All Audi R8s come with a seven-speed twin-clutch automatic gearbox and a 5.2-litre V10 engine that sounds like it belongs in an F1 racer from the 00s, not a road car that’s currently on sale.
How much power you get depends on the model you go for. The V10 Performance RWD has 570PS, gets from 0-62mph in 3.7 seconds and keeps going until it hits a top speed of 204mph.
Performance is key, meaning fuel economy is almost a side issue in a car like this but for reference, you’ll not get much better than 20mpg in a mixture of driving… It might be worth upgrading the 73-litre fuel tank for the optional 83-litre version.
Road tax, meanwhile, sits in the highest band costing you £2,365 in year one.
Rather have the security of four-wheel drive? Then you’ll want the 620PS V10 Performance quattro; its extra traction means it accelerates faster than the bullet from a sniper rifle's barrel – it does 0-60mph in 3.1 seconds dead and hits 205mph flat out. Running costs are almost identical to the rear-wheel drive model.
The Audi R8 doesn’t sell in the numbers needed to warrant Euro NCAP safety testing and it does without features that are commonplace on average family cars such as automatic emergency braking and active cruise control.

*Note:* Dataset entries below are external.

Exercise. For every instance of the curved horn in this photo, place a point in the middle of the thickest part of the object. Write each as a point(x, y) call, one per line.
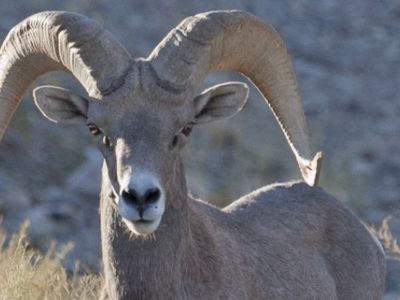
point(58, 41)
point(238, 41)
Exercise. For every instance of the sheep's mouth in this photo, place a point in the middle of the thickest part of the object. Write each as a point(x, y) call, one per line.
point(142, 226)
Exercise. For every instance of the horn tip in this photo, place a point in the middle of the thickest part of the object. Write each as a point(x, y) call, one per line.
point(311, 172)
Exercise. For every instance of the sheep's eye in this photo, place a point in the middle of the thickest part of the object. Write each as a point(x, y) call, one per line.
point(107, 142)
point(94, 130)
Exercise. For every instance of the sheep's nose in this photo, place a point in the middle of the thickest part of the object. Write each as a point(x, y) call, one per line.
point(131, 196)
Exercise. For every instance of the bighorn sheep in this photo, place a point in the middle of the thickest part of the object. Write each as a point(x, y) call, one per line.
point(285, 241)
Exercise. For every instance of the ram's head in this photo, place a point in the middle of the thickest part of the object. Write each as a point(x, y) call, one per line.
point(141, 111)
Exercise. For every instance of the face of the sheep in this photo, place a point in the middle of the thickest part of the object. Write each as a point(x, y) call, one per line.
point(140, 138)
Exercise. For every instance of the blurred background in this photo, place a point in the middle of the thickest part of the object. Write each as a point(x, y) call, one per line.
point(347, 58)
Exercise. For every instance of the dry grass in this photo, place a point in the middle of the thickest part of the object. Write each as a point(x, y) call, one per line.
point(27, 274)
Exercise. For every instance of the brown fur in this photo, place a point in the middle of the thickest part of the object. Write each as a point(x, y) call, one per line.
point(287, 241)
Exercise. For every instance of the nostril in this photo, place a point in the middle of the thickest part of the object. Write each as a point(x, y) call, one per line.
point(130, 196)
point(152, 195)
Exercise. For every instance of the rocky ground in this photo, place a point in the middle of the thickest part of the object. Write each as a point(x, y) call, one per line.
point(347, 58)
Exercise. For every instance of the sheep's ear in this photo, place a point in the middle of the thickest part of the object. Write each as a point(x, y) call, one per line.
point(61, 105)
point(220, 101)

You do get traction control and a plethora of airbags, mind.
That being said, you’d expect the R8’s super-stiff construction to hold up well in a collision while its huge levels of grip and powerful brakes will reduce the chance of it being involved in an accident in the first place.
As you’d expect, the R8 comes fitted with a car alarm and is pre-wired to accept a tracker that’ll lead the police to its location if it’s nicked.
Data on the Audi R8’s reliability is scarce but as it uses proven Audi parts and a V10 engine that has been updated and improved since 2003, you can expect it to be durable for a supercar. You can also extend the standard three-year/60,000-mile warranty to a five-year/90,000-mile cover – almost unheard of in the supercar world.